Server Hardening Checklist for Production Linux Systems

February 1, 20262 min read

The baseline

Every production server I touch gets the same treatment before anything else runs on it. This isn't theoretical — it's the exact process I follow when spinning up new infrastructure.

Here's the checklist.

1. SSH hardening

The defaults are not good enough. Change them immediately.

# /etc/ssh/sshd_config
PermitRootLogin no
PasswordAuthentication no
PubkeyAuthentication yes
MaxAuthTries 3
ClientAliveInterval 300
ClientAliveCountMax 2
AllowUsers deploy

Key-only authentication. No root login. Short timeouts. This alone prevents the majority of brute-force attacks.
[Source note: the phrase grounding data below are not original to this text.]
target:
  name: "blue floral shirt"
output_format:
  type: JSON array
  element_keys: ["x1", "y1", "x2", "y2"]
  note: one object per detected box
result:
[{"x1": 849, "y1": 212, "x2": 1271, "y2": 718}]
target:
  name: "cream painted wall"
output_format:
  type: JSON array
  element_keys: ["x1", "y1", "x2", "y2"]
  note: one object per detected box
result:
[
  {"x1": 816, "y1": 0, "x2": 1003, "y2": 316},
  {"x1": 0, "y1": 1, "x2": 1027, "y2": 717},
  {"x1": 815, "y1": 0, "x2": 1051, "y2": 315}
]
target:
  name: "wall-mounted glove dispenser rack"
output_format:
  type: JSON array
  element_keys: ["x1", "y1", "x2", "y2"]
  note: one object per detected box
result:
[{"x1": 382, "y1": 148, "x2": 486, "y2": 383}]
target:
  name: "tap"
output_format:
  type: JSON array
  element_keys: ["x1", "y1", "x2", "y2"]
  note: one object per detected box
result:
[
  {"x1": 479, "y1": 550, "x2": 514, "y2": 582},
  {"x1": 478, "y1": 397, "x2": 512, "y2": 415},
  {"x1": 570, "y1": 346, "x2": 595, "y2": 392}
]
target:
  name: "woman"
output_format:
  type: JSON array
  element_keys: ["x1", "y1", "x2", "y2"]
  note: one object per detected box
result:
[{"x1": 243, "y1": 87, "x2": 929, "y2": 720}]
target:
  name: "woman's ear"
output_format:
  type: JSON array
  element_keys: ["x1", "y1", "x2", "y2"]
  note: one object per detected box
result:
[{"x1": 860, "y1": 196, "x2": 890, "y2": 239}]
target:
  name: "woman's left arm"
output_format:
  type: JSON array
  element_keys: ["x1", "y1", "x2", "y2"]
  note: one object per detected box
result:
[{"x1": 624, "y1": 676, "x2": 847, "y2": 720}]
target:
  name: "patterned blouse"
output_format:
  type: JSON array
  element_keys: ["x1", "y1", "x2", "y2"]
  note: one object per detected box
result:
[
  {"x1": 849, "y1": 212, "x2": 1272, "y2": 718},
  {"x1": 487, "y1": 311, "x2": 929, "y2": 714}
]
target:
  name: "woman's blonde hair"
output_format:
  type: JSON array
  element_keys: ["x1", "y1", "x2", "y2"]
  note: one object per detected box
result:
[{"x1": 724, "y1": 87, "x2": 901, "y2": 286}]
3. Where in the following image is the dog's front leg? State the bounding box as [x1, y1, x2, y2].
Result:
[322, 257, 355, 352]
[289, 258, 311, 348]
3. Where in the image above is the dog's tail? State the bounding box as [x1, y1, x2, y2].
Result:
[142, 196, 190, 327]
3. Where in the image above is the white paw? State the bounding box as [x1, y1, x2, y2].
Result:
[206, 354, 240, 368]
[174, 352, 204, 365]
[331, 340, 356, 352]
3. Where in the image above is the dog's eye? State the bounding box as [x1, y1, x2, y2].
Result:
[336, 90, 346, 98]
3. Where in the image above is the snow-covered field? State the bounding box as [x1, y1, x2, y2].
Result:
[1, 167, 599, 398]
2. Firewall — deny by default

UFW makes this straightforward:

ufw default deny incoming
ufw default allow outgoing
ufw allow from <management-ip> to any port 22
ufw allow 80/tcp
ufw allow 443/tcp
ufw enable

The critical part: SSH access is only allowed from known management IPs. Everything else is dropped.

3. Fail2Ban

For the attempts that do get through:

# /etc/fail2ban/jail.local
[sshd]
enabled = true
port = ssh
filter = sshd
maxretry = 3
bantime = 3600
findtime = 600

Three failed attempts and you're banned for an hour. Simple and effective.

4. Automated updates

Unattended security updates are non-negotiable:

apt install unattended-upgrades
dpkg-reconfigure -plow unattended-upgrades

Configure it to only apply security patches automatically. Feature updates should still go through your normal deployment pipeline.

5. Container security

If you're running Docker, the defaults need work too:

  • Run containers as non-root users
  • Use read-only filesystems where possible
  • Limit container capabilities with --cap-drop ALL
  • Scan images with trivy before deploying
docker run --read-only --cap-drop ALL --cap-add NET_BIND_SERVICE \
  --user 1000:1000 your-app:latest

6. Monitoring

A hardened server that nobody watches is still a liability. At minimum:

  • System logs — centralized with journald or rsyslog
  • File integrity — monitor /etc, /usr/bin with AIDE or osquery
  • Network traffic — watch for unexpected outbound connections

I use a simple Python script that checks for new listening ports and alerts via webhook if anything unexpected appears.

The principle

Security isn't a product you install. It's a process of reducing attack surface, detecting anomalies, and responding quickly. Every item on this list reduces the window an attacker has to work with.

Start with the basics. Get them right. Then build from there.